4) Adding heterogeneous samples into a subset of homogeneous samples can reduce power for a meta-analysis, rather than having the anticipated effect of increasing power due to increased sample size. This was clearly shown in our published theoretical study[52] which examined the effects of sample heterogeneity by simulating a subset of samples with true effects and the other subset of samples without effects in a meta-analysis (based on GEFOS-2). Figure (adapted from [52]) illustrates that heterogeneity results in power loss in both the mixed-effects and random-effects models. This effect was further demonstrated in our more comprehensive theoretical analyses which considered a wide range of situations and scenarios.[53] Therefore, selecting samples with homogeneous effects may be at least as important as enlarging sample size for meta-analysis. This observation may help explain the inconsistent findings between GEFOS-1 [11] and GEFOS-2 [12] despite the fact that the latter included the majority of samples in the former, and approximately 3 times as many total samples.

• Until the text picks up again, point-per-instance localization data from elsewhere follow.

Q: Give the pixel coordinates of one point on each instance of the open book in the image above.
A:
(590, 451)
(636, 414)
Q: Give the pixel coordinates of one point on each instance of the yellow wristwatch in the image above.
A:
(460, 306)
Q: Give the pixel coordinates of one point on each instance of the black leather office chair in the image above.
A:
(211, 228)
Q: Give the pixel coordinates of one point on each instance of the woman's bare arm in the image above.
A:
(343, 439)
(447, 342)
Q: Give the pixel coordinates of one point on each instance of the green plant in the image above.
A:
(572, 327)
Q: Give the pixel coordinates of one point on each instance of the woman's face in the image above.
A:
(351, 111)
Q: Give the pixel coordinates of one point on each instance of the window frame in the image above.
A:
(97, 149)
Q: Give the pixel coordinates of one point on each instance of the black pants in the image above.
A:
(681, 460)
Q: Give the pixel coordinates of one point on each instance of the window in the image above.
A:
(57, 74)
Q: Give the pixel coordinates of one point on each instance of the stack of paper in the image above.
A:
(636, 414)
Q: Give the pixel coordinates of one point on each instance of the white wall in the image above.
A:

Our theoretical analysis was not intended to denigrate the value and importance of GWAS meta-analysis. Large-scale meta-analysis clearly represents a powerful tool for identifying novel genetic variants for osteoporosis. Nevertheless, it is critical to recognize that meta-analysis may introduce false positive/negative results due to heterogeneity and other confounding factors. Consequently, it is important to exert caution when designing studies, and interpreting results generated by meta-analysis of GWASs. In particular, the results of meta-analysis should not be used to evaluate the validity of findings from individual GWASs. Well-designed individual GWASs, using homogenous samples, have significant potential to identify additional novel genes/loci and related biological pathways for osteoporosis and OF that may not necessarily be significant in meta-analysis with larger samples, of more variable heterogeneity.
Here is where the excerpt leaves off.